Beautiful poems about death are a great option for funerals. The readings for a funeral or memorial service should relate to the person who has passed while offering a universal message of hope that touches and even inspires those attending. Ideal poems should give voice to your grief and loss, making it easier to eulogize a loved one in this final goodbye.
1. The Beauty Of Death XIV
“I have passed a mountain peak and my soul is soaring in the
Firmament of complete and unbound freedom”
Khalil Gibran’s poem “The Beauty of Death XIV” is one of the most beautiful poems of death; “The Ascending” is the second part of the three-part poem. It epitomizes the journey from life to afterlife with the poet describing the deceased’s ascension from Earth to heaven. While the poem is bittersweet to those left behind, it brings a message that carries grief into eternity’s everlasting love and hope.
“Better by far you should forget and smile,
Than that you should remember and be sad.”
Christina Rossetti’s “Remember” is a beautiful poem that speaks from death, reminding the grieving that a person is far more than the memory of their death. The grieving are advised to remember the life they shared.
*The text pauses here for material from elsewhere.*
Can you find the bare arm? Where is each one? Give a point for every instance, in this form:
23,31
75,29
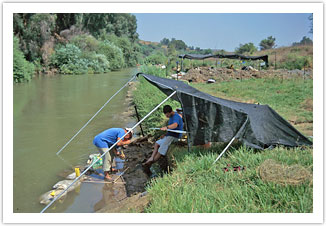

The deceased would rather not be thought of at all if it is always with grief and sadness.
3. There Is No Night Without a Dawning
“There is no night without a dawning,
No winter without a spring”
“There Is No Night Without a Dawning” by Helen Steiner Rice is a great choice for the testimony of a life. While this poem is short and simple, it gives a very profound comforting message to those grieving – life is cyclical. Death is just the natural opposite part of life and is only temporary. They, too must complete their life cycle and once completed will be reunited with their loved one.
4. Death Be Not Proud
“Death be not proud, though some have called thee
Mighty and dreadful, for, thou art not so”
The famous poem “Death Be Not Proud” by John Donne is popular for funerals because it speaks about the inevitability of death. For some people the idea that no one can escape death is comforting when facing a personal tragedy. The poem ends with the promise that even death shall die and comforts with the thought of waking up in eternity.
5. When I’m Gone
“Just forget if you can, that I ever frowned
And remember only the smile”
Although not as well-known as some poems for funerals, “When I’m Gone” by Mrs. Lyman Hancock is a lovely poem about the right way to remember the people loved. It encourages mourners to recall the departed when the person was at their best, forgetting all the harsh words or unhappy days the person had. That’s the way anyone would want to be remembered.
6. Do Not Stand at My Grave and Weep
“Do not stand at my grave and weep
I am not there; I do not sleep.”
“Do Not Stand at My Grave and Weep” carries a powerful message filled with hope, courage and faith. A friend’s loss of her mother inspired Mary Elizabeth Frye to write one of the most beautiful poems about death. Frye’s emotional support for her friend’s loss encourages faith and hope throughout the poem. Written in 1932, this popular choice for a funeral poem has been added to over the decades and even turned into a song.
(Note: Authorship previously disputed but confirmed in 1998.)
7. A Song of Living
“Because I have loved life, I shall have no sorrow to die.
I have sent up my gladness on wings, to be lost in the blue of the sky.”
“A Song of Living” by Amelia Josephine Barr is an appropriate tribute for a life well-lived. It reminds those let behind that their loved one enjoyed and embraced life. The poem also expresses that the departed has no regrets but had a well-lived life filled with love and God. What more could anyone want said about their life?
8. I Carry Your Heart
“I carry your heart with me (I carry it in my heart)
I am never without it (anywhere I go you go, my dear; and whatever is done by only me is your doing, my darling).”
E. E. Cummings’s poem “I Carry Your Heart” has a very personal message that’s appropriate for the loss of a spouse or lover. It expresses the connection two souls have in such an intimate and profound relationship. It reminds how love transcends death and is eternal.
9. Funeral Blues
“Pour away the ocean and sweep up the wood;
For nothing now can ever come to any good.”
The perfect poem for expressing the anguish of the loss of a loved one, W. H. Auden’s “Funeral Blues” says exactly what most people are feeling as they deal with the loss of a spouse or other dear person. It’s a heartbreaking, beautiful and true poem.
“He is not dead, this friend – not dead,
But in the path we mortals tread”
Death is often unexpected and tragic. Comfort for the grieving seems greater for sudden deaths. “Consolation” by Robert Louis Stevenson offers great comfort to those left behind. It instills the hope of life after death and that each must travel the end of life’s journey alone, only to meet up once more at the end of that trek.